17 December 2025 :
December 15, 2025 - USA. DPI Year End Report 2025
Majority of Capital Juries in 2025 Rejected Death Sentences
The Death Penalty Information Center released its Year End Report today, detailing the death penalty practices of 2025. The Report notes divergent and contradictory trends. On one hand, public opinion polls recorded historically low support for the death penalty, and the highest opposition in 50 years. New research about death sentencing is consistent with these findings. DPIC found that when capital juries were asked to choose between life and death, the majority, 56%*, rejected the death penalty. Stunningly, only 14* juries nationwide were able to unanimously agree to impose death sentences out of more than 50 capital trials. On the other hand, a small number of elected officials pushed executions to their highest level in 15 years, with 48* executions. Florida, which executed only one person in 2024, carried out 19* executions this year – 40% of the national total.
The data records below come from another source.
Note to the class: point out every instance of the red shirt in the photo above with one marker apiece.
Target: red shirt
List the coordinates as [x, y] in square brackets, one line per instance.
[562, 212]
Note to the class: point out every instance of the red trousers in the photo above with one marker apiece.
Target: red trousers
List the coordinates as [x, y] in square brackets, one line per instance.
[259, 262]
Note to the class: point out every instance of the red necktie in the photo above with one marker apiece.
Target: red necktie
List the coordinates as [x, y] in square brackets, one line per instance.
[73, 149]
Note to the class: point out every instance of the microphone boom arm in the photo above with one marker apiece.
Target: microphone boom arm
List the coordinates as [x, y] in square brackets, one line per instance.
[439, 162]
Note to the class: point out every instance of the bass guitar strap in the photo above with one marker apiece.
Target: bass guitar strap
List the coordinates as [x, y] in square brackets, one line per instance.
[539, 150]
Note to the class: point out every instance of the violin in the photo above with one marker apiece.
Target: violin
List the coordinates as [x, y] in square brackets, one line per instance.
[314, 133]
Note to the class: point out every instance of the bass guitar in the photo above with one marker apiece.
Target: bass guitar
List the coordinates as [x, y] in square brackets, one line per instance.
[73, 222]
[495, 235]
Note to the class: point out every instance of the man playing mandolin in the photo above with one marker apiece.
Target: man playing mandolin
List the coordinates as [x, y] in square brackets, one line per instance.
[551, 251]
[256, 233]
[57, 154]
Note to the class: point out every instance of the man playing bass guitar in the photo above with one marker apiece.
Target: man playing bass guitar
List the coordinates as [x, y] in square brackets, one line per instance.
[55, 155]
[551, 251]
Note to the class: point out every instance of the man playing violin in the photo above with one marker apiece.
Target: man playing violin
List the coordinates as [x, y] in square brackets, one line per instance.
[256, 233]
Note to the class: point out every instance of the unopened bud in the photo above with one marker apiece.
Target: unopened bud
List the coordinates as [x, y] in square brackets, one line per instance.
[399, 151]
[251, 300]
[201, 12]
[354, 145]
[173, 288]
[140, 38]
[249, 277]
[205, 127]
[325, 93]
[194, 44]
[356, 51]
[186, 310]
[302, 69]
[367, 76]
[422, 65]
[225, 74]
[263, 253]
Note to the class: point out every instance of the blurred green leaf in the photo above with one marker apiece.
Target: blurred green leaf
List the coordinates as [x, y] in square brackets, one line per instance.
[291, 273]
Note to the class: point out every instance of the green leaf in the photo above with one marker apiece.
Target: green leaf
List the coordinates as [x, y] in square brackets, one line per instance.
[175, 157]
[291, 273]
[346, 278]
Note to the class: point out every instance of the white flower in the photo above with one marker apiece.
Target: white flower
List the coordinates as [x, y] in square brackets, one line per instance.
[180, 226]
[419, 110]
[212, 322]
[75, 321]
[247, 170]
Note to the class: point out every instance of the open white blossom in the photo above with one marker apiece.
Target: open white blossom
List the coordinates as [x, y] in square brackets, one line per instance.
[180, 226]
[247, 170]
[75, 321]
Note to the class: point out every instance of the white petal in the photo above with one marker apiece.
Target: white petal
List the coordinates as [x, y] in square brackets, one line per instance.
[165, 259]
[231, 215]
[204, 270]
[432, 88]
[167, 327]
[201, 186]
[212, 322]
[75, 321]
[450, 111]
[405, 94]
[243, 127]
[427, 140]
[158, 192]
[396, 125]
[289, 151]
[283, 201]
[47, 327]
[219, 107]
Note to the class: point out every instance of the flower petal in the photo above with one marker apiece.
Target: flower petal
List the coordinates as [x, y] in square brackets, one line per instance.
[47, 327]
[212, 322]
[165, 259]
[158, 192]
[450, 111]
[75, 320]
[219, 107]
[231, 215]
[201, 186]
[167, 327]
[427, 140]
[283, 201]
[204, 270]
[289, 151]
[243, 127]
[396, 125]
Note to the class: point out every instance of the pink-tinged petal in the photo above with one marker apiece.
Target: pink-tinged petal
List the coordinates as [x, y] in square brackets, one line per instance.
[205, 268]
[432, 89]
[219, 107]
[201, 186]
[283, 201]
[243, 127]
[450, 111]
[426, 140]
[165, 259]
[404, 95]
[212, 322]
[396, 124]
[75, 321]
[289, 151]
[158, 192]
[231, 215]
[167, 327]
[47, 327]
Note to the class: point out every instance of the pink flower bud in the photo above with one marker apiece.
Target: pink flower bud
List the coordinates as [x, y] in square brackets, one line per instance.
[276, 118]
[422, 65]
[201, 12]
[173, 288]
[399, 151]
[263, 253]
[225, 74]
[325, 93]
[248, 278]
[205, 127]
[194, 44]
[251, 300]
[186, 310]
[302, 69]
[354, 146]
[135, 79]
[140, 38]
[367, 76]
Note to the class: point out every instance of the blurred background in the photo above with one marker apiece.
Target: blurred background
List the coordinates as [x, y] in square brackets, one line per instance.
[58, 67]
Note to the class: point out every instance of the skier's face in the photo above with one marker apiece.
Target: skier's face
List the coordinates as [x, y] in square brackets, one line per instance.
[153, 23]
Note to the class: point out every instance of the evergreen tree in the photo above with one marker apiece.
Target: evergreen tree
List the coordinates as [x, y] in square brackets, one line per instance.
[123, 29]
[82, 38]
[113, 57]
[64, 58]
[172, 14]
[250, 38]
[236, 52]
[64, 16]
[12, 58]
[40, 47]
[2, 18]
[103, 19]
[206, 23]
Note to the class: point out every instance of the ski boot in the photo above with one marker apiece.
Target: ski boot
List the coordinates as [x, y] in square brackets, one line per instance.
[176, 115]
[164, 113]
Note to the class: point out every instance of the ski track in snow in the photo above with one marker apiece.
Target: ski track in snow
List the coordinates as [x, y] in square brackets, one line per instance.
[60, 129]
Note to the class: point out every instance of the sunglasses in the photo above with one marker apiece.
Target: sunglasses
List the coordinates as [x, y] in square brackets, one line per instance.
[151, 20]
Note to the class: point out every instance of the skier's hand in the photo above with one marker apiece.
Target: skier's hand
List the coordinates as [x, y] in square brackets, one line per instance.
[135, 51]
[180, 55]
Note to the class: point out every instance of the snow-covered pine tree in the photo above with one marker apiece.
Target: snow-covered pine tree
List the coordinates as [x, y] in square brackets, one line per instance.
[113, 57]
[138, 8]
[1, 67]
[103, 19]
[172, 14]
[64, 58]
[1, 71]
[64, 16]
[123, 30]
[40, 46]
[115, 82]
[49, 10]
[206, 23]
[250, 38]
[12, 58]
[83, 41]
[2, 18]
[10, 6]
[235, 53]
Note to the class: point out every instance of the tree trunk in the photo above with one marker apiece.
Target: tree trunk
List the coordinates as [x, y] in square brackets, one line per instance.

“The increase in this year’s execution numbers was caused by the outlier state of Florida, where the governor set a record number of executions,” said Robin Maher, Executive Director of the Death Penalty Information Center. “The data show that the decisions of Gov. DeSantis and other elected officials are increasingly at odds with the decisions of American juries and the opinions of the American public.”
Use of the death penalty remains extremely isolated and concentrated. Only four states — Florida, Alabama, South Carolina, and Texas — were responsible for nearly three-quarters (72%*) of executions. Just three states — Alabama, California, and Florida — imposed 14* new death sentences, or 64%* of 22* new death sentences this year.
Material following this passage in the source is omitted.